Eleven patients were positive for more than one item on the ONES checklist. Only true‐positive neural antibodies are considered positive antibodies for the purposes of this table (see text for more information).
One patient with cortical T2‐FLAIR hyperintensity and two patients with medial temporal lobe T2‐FLAIR hyperintensity without atrophy had neuroimaging abnormalities that were possibly seizure‐related changes, but lack of close (e.g., within 4 weeks) neuroimaging follow‐up to assess for resolution resulted in findings being considered of unknown onset. None of these three patients had a true‐positive neural antibody result.

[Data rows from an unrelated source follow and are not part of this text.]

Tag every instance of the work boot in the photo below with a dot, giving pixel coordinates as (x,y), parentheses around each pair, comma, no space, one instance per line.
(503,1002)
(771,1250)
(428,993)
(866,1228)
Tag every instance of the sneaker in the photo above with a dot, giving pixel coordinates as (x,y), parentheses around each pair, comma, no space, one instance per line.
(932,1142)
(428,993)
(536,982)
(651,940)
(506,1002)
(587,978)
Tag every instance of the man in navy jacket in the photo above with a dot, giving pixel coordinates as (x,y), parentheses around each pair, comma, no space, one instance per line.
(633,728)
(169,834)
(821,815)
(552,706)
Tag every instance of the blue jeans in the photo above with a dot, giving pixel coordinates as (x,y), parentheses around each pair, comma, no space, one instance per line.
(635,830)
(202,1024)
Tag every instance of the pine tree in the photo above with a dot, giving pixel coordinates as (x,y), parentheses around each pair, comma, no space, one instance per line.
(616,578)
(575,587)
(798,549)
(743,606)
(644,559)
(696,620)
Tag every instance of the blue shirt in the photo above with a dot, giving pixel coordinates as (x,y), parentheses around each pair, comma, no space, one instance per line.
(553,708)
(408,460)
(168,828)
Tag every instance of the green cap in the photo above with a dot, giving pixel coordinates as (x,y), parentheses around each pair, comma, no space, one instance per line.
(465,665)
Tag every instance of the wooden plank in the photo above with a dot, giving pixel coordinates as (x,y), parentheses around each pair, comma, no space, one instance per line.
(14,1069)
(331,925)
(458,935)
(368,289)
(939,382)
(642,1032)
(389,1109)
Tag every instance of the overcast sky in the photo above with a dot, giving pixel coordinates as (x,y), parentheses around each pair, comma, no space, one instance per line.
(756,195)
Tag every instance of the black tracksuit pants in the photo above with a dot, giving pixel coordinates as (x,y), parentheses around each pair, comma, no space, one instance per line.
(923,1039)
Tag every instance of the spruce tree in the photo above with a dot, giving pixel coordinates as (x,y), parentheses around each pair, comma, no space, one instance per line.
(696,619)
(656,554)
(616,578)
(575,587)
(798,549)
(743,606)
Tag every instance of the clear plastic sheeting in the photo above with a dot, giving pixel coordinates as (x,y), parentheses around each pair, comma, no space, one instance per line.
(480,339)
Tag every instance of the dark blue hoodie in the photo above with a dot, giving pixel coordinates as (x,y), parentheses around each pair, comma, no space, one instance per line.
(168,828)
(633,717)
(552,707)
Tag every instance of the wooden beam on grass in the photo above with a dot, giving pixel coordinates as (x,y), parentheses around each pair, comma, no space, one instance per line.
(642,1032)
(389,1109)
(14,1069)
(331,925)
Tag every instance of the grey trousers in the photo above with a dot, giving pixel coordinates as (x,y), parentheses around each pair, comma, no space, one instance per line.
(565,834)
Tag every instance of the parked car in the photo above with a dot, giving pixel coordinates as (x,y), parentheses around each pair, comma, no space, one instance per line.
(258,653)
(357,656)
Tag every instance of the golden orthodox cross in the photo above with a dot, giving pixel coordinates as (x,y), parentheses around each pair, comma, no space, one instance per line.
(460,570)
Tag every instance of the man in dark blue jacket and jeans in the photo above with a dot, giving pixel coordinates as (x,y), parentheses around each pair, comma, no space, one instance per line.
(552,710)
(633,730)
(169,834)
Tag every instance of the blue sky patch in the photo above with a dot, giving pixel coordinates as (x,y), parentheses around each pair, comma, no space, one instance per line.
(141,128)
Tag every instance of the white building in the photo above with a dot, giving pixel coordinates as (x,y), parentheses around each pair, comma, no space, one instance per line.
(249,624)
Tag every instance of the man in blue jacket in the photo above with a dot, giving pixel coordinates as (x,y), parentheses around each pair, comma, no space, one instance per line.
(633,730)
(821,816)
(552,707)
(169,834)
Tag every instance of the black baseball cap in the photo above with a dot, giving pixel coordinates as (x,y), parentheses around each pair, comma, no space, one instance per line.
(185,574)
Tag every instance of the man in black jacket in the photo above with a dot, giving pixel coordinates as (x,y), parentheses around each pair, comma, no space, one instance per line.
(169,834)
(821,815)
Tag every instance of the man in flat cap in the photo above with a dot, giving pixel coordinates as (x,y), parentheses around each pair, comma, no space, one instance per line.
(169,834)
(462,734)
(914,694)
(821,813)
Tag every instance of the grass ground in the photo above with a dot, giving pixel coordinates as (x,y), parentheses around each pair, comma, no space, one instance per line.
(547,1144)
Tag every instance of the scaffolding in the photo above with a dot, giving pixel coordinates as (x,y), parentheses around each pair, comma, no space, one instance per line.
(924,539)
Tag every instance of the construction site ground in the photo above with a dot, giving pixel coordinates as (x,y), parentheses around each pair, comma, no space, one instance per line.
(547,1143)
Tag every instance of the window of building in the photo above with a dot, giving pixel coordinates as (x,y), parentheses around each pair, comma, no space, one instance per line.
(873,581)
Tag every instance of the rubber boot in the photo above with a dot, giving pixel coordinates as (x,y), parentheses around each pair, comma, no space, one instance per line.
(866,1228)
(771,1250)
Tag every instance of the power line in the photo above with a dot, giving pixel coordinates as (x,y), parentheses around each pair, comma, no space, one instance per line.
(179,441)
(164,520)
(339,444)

Included cognitive impairment (13 patients), behavioral change/cognitive impairment (two patients), aphasia (two patients), behavioral change/cognitive impairment/dysautonomia (one patient), behavioral change (one patient), psychosis (one patient), and visual field deficit (one patient).
One patient had musicogenic seizures as well as seizures triggered by tactile stimuli, suggesting a broader reflex epilepsy.